Carbon sequestration is the removal of carbon dioxide from the atmosphere, either through natural process or human intervention or transferred from emission sources and kept in terrestrial environments, including areas of vegetation, soils, sediments, oceans, and geological formations [32]. With increasing carbon dioxide levels in the atmosphere leading to global warming, it is important to limit the amount of carbon dioxide entering the atmosphere and store it underground for the future if necessary [33]. One way to increase the carbon sequestration level is to plant trees. Different species of wood and bamboo have different levels of carbon sequestration potential based on growth rate, individual characteristics, wood density, and growing conditions [34]. Forests store carbon in varying amounts at different speeds with the number and the ages of the trees present. Young forests can grow fast, but with the presence of other trees, competition for resources can eventually lead to limited space for growth. When the trees decompose, only small amounts of carbon are released. For the trees that survive, more carbon is sequestered throughout the maturing period. Middle-aged trees do not grow as fast. However, they store more carbon as older trees die, making additional resources available. The carbon captured in growing trees is most often greater than the carbon released from decomposing trees. Carbon sequestration in older trees is smaller due to the number and growth rate [35]. In the graph below, the four most popular wood, balsa wood, rubber wood, and pine wood, are evaluated based on their carbon sequestration potential for each hectare per year and their relative lifespan.

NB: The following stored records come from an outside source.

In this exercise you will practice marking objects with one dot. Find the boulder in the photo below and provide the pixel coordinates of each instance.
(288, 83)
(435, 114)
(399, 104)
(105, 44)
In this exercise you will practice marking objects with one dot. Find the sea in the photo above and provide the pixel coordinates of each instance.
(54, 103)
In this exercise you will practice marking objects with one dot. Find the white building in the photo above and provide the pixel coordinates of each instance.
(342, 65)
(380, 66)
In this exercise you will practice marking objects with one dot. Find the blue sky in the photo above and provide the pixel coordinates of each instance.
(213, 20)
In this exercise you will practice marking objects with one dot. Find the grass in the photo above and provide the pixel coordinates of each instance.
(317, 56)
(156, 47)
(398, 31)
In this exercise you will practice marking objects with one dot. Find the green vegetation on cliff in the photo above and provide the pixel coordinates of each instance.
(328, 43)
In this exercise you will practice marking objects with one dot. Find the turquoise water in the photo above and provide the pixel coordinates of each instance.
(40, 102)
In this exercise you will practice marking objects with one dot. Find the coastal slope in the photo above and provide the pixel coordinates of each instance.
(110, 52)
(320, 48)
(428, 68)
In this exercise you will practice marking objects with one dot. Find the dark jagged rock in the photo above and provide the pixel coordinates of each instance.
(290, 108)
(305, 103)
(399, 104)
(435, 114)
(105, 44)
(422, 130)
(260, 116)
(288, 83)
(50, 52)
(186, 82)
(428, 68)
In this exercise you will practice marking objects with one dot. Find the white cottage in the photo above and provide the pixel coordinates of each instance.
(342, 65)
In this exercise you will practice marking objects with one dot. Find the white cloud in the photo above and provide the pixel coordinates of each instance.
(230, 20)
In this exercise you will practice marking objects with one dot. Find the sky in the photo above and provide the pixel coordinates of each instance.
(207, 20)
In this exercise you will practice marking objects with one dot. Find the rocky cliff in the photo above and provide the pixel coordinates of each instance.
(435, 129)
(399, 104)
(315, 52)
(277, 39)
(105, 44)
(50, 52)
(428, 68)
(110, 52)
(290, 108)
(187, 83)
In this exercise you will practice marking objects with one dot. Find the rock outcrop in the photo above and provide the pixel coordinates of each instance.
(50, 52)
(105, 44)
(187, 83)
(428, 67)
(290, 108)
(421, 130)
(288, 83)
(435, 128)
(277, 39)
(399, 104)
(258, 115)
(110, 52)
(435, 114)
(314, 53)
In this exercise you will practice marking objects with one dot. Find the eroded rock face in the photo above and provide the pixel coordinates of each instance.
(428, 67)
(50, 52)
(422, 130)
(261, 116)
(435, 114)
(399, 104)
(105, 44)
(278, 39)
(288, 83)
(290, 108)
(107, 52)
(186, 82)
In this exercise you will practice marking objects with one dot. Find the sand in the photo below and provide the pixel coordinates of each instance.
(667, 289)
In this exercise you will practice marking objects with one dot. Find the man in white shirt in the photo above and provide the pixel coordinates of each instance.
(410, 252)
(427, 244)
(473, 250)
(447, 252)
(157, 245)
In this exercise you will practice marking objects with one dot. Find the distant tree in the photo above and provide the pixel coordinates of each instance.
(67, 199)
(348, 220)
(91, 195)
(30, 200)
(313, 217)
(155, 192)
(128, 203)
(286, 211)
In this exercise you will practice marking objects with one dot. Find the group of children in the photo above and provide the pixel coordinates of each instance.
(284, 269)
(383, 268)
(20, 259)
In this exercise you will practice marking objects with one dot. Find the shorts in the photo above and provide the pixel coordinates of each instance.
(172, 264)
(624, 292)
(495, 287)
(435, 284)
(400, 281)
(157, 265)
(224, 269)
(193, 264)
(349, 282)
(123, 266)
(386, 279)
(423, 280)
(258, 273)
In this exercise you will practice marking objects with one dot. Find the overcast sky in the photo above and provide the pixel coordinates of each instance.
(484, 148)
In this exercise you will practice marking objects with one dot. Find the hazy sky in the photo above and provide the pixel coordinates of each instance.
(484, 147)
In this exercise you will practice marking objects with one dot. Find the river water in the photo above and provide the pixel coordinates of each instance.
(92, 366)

It can be seen from Table 3 that when compared with all four species, pine has the highest carbon sequestration level, as demonstrated by the ability to sequester 175,100 kg of carbon per hectare per year. It is also important to note that pine can live up to 250 years and has the potential to sequester the same amount of carbon each year. As a popular source of wood to produce transient wood, pine is a sustainable species for the fabrication of transparent wood and for the future of the Earth.

TABLE 3

Table 3. A comparison of the carbon sequestration and life span of balsa wood, rubber wood, basswood, and pine wood.

Carbon sequestration is a direct way to reduce carbon footprint on Earth by removing carbon from the atmosphere through capturing and storing carbon dioxide. Carbon footprint is defined as the total greenhouse gas (GHG) emissions from people, organizations, or products [39]. Greenhouse gas is one of the major causes of global warming [40]. Sources of greenhouse gas emissions range from natural causes of forest fires, wetlands, oceans, permafrost, volcanoes, mud volcanoes, and earthquakes [41] to human activities such as the usage of fossil fuels, unsustainable agricultural practices with clearing land, industrialization, and urbanization [42]. However, although human is a large contributor to greenhouse gas emissions, there is also a significant number of ways human can change to reduce their carbon footprint: having fewer kids, living car-free, avoiding round trip flights, using green energy, purchasing energy-efficient cars, having plant-based diets, use cold water for laundry, recycle, and use energy-efficient light bulbs [43]. As transparent wood can be applied to solar cells, it can serve as a carbon footprint reduction agent.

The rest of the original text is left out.